Continuing, I feel that non-fans will remember well among the first Rolex Submariner appear several times with Sean Connery, Agent 007 in the movie Goldfinger shot of 1964. Tied to his wrist became a legend. It turned out to be a mythical reference 6538 no-guard, to know each other without the crown shield shoulders, imitated a bit by everyone.
These are only two of the first cases that reveal how - fiction or reality - for more than fifty years the media - driven by the watch sector - determined that the diver watches ought to be the first to personify the concept of man-adventure. Maybe it is also from that day the manufacturers when it came to describing their versions started to use the phrase: "appropriate for any event".
The 007 change, sadly also the mythical "Mr. Q "- the inventor of all of the mechanisms of the most well-known spy in the world, and obviously also the watch whose role was played with the Omega Seamaster for many decades.
But beyond their real use in this large family whose roots would only have to deal with "hard greater than steel", today there are also models so bejeweled to dread even when you have to wash the palms.
However, a true diver's view has normally always had a whole lot to say technically speaking. Let's just mention the features and constructive philosophies of these references.
I've a long-standing friend who's an expert diver and who, during his diving at the Persian Gulf, makes 100 percent of his diving watch - including that valve to get the escape of gaseous mixtures which are breathed at high depths.
A real wrist sub Has to Be able to guarantee these performances:
Fantastic visibility during the dip
A defense against magnetic fields superior to the norm
Resistance to salt and impact water
Accurate confirmation of the performance of the device that reports the dive time
An in-depth evaluation of the efficacy of its movement, either mechanical or quartz
However, the tests did not end here: today professional diving watches need to adhere to certain rules such as those described by ISO 6425.
To get a common mortal usage, what we all know is the greatest, the best sub may be ultimately a watchable to provide features much milder and easier to handle.
I recall that in order to only immerse the surface at maximum security, a timepiece should be certified to withstand a pressure of at least 5 ATM (about 50 meters), which appears to be redundant, but this is not so when it is done a trivial swim at the sea. It would be better to avoid diving, particularly if ours couldn't even rely on a screw-on crown, better still when secure on the sides by the classic two shoulders.
And the security on the watertight status of the submerged timepieces?
Just for those who would use them for specialist purposes the ideal is to be able to rely on a system that visually signals about the dial in the event the crown is not completely screwed, and the watch is consequently at a blatant state of non-security.
Unfortunately, this really is the principal reason why even an abyssal super dip watch may have to be rushed to a service centre, prior to seawater entering risks compromising any mechanism forever. This function currently exists, however on hardly any models, which frankly I don't understand why.

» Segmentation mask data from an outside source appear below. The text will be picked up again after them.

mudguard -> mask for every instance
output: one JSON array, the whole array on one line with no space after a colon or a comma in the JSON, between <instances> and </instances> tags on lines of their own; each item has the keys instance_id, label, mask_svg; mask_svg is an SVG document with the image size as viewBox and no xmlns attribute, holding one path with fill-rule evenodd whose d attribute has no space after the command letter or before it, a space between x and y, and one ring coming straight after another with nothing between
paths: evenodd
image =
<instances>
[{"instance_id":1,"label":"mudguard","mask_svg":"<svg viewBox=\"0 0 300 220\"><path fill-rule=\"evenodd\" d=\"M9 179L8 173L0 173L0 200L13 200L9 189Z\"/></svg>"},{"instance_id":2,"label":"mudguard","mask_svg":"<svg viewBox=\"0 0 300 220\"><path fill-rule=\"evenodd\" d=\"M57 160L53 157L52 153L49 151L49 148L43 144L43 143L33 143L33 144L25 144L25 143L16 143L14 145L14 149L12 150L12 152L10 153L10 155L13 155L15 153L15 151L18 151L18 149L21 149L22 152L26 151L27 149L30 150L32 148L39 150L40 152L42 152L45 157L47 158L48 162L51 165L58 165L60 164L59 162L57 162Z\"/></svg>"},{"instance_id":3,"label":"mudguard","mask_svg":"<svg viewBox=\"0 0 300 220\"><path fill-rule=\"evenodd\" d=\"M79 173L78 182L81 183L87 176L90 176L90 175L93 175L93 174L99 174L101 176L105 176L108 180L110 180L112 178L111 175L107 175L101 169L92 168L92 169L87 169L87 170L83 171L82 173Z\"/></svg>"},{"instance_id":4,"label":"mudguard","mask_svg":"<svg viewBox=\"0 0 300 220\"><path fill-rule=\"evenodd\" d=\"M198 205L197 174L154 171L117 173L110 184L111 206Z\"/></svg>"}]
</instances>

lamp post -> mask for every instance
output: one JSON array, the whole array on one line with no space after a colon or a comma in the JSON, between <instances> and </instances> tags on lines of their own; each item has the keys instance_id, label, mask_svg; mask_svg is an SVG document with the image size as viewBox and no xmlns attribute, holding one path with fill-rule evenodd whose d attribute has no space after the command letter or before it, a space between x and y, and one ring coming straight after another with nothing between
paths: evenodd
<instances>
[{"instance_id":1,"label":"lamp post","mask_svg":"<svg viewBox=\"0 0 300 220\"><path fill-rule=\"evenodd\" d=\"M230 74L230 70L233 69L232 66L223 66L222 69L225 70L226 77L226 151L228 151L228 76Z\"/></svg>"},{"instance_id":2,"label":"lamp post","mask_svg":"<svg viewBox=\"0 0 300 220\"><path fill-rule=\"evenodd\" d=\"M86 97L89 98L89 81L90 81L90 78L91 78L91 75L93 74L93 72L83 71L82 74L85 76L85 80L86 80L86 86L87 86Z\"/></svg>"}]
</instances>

You might have worn out your diving diver's watch on your wrist in order to go to the sea and consequently, after correcting the moment, have forgotten to screw the crown tightly. It's the most frequent case.
TIP - When you've worn the costume pick on the fly : either leave your diver somewhere safe or obligatorily create a closing but fundamental check on the tightening of the winding crown.
Now that we've seen a little 'of get more info issues related to the time that must meet with the water, and also given the essential information, I show you which - at least so far - are for me the best dive watches.
They're not many: I've split them into two categories. The sequence in which they appear does not represent any position.